There is no more concise way to sum up the drubbing Wesleyan delivered to Southern Vermont this past Tuesday than the scoreboard: 22-4 in just seven innings. The Cardinal offense was firing on all cylinders, which embarrassed Southern Vermont pitchers, who just could not stop the bleeding and were backed up by fielders who were credited with an absurd 10 errors on the day. Due to the way the home team perpetually extended innings with poor fielding, Wesleyan was only credited with four earned runs on the game, while the other 18 were unearned.

Donnie Cimino ’15, Joe Giaimo GRAD, and David Skura ’12, the heart of Wesleyan’s order, spearheaded the offensive outburst. The trio combined for 10 Cardinal RBIs, as Cimino and Skura each tripled, while Giaimo and Skura both homered (Giaimo’s fifth of the year, Skura’s third) to lead the attack. On the mound, Chris Law ’14 improved his record to 4-0 with three scoreless innings in his start, and the Cardinal pitching staff stymied Southern Vermont to the point that a double off Derek Lukin ’13 in the final frame was the lone extra base hit Wesleyan allowed on the day.

On Wednesday, the story was completely different for the Cardinals, who had no answer themselves for what Eastern Connecticut Sate was throwing at them. Chase Levi ’14 was caught off guard by the ECSU bats; he allowed five runners to reach base and let up three runs while just recording two outs before getting yanked in favor of Sam Elias ’14, who registered a called strikeout to get Wesleyan out of the inning. The Cardinals cut it to 3-1 in the top of the second on an RBI single by Andrew Yin ’15, but ECSU got to Elias over the next three innings before he left the game with seven earned runs to his name and with Wesleyan in a 10-1 hole.

The tandem of Nick Cooney ’15, Jimmy Hill ’14, and Brett Yarusi ’12 did help right the ship for the Cardinals, pitching the next 3.2 innings and allowing just three hits and no runs. At the plate, Kyle Weiss ’12 singled  in the bottom of the seventh, and Sam Goodwin-Boyd ’15 tacked on another run on the first home run of his collegiate career the next inning. But down 10-3 heading into the bottom of the eighth inning, the game was still safely in the home team’s hands. Goodwin-Boyd took the final inning on the mound for Wesleyan. The regular starting third baseman had a rough finish to his milestone performance; he allowed three more ECSU runs in an inning of work as the Cardinals returned home with a 13-3 loss. Levi’s record dropped to 2-2 on the year as a result.

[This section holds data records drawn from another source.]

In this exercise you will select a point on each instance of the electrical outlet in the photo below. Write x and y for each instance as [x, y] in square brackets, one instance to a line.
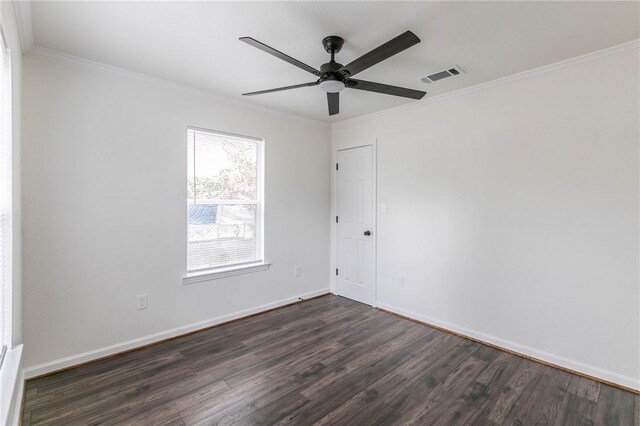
[141, 301]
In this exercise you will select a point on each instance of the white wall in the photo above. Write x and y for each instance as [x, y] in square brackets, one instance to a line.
[513, 214]
[10, 381]
[104, 163]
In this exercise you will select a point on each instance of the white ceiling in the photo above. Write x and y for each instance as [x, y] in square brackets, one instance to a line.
[196, 43]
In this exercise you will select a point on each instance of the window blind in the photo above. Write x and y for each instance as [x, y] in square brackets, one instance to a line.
[6, 222]
[224, 203]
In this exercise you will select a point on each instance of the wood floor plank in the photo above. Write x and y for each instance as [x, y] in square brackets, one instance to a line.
[329, 361]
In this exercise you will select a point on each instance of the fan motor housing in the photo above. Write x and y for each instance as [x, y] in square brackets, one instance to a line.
[330, 67]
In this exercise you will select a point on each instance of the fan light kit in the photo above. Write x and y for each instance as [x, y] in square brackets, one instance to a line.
[333, 77]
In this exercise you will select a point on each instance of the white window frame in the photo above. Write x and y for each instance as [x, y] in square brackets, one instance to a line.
[206, 274]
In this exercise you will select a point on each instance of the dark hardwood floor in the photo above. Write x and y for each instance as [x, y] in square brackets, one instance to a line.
[327, 361]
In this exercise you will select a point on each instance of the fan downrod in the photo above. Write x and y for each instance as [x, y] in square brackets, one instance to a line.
[332, 44]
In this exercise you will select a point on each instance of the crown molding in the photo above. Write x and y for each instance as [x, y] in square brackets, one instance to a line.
[24, 21]
[621, 49]
[55, 56]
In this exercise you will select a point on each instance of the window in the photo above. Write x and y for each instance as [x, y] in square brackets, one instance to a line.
[224, 201]
[6, 205]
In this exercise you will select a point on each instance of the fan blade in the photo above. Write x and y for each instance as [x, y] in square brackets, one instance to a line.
[280, 55]
[295, 86]
[370, 86]
[333, 99]
[380, 53]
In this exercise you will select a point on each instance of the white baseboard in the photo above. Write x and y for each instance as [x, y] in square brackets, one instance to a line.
[15, 415]
[59, 364]
[598, 373]
[11, 383]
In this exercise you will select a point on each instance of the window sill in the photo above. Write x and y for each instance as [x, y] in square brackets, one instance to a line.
[216, 274]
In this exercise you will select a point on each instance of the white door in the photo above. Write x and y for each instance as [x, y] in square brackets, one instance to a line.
[355, 251]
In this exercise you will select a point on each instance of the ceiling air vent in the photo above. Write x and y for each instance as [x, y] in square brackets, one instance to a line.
[451, 72]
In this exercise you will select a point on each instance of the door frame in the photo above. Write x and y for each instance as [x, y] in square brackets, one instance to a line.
[374, 224]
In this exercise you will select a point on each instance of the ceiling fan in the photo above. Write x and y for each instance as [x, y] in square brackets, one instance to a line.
[333, 76]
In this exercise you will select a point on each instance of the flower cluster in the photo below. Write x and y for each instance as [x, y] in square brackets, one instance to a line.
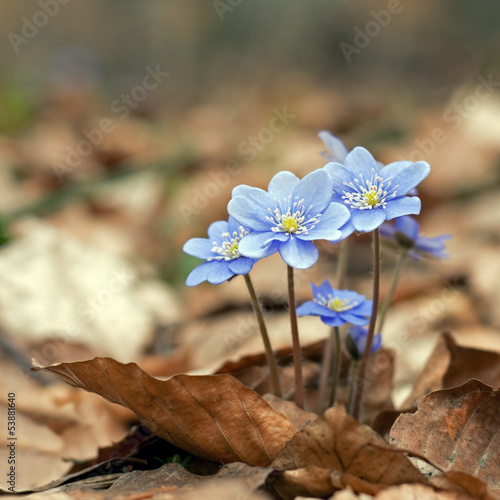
[327, 204]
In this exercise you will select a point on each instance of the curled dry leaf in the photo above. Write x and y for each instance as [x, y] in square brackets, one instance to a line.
[214, 417]
[456, 429]
[451, 364]
[339, 442]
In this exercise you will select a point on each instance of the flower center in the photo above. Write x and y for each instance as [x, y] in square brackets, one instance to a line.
[292, 217]
[228, 249]
[336, 303]
[370, 193]
[290, 225]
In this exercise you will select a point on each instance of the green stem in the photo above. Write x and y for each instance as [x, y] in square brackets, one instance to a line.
[358, 397]
[390, 293]
[271, 361]
[336, 366]
[342, 264]
[326, 368]
[297, 356]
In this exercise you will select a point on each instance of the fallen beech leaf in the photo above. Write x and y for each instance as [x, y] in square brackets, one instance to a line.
[338, 441]
[296, 415]
[420, 492]
[456, 429]
[172, 481]
[451, 364]
[467, 363]
[214, 417]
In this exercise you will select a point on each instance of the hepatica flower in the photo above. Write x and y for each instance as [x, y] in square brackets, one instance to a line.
[221, 253]
[372, 195]
[336, 307]
[404, 233]
[288, 217]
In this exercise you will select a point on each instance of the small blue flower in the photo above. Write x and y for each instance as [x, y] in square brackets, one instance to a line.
[220, 250]
[404, 233]
[359, 335]
[336, 307]
[289, 217]
[372, 195]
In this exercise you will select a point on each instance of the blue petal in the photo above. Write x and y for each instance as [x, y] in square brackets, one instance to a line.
[248, 214]
[334, 217]
[408, 226]
[199, 247]
[367, 220]
[216, 229]
[360, 161]
[242, 265]
[408, 177]
[339, 175]
[219, 272]
[346, 230]
[198, 274]
[316, 190]
[387, 230]
[252, 245]
[299, 254]
[354, 319]
[403, 206]
[282, 185]
[335, 146]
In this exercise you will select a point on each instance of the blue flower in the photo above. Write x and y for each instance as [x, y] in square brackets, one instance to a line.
[372, 195]
[289, 217]
[359, 335]
[220, 250]
[404, 233]
[336, 307]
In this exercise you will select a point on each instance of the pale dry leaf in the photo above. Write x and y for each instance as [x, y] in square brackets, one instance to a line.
[214, 417]
[348, 453]
[456, 429]
[70, 292]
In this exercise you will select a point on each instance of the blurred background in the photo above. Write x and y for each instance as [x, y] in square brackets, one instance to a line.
[124, 126]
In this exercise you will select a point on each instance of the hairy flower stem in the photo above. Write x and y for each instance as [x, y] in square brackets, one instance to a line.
[336, 366]
[352, 385]
[271, 361]
[326, 368]
[297, 356]
[358, 396]
[390, 294]
[342, 264]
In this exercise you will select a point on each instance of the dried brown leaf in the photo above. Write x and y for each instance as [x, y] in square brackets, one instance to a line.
[338, 441]
[451, 364]
[214, 417]
[456, 429]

Wesleyan now has an 18-14 record after these past two games, neither of which had any impact on its 6-3 record in NESCAC West play. Heading into this weekend, Amherst sports an imposing 20-7 overall record, but its record in the division still stands at 7-2. Whichever team can take at least two of the three games this weekend will hold the tiebreaker for the West division title and will control its own destiny from here until the NESCAC Tournament in May.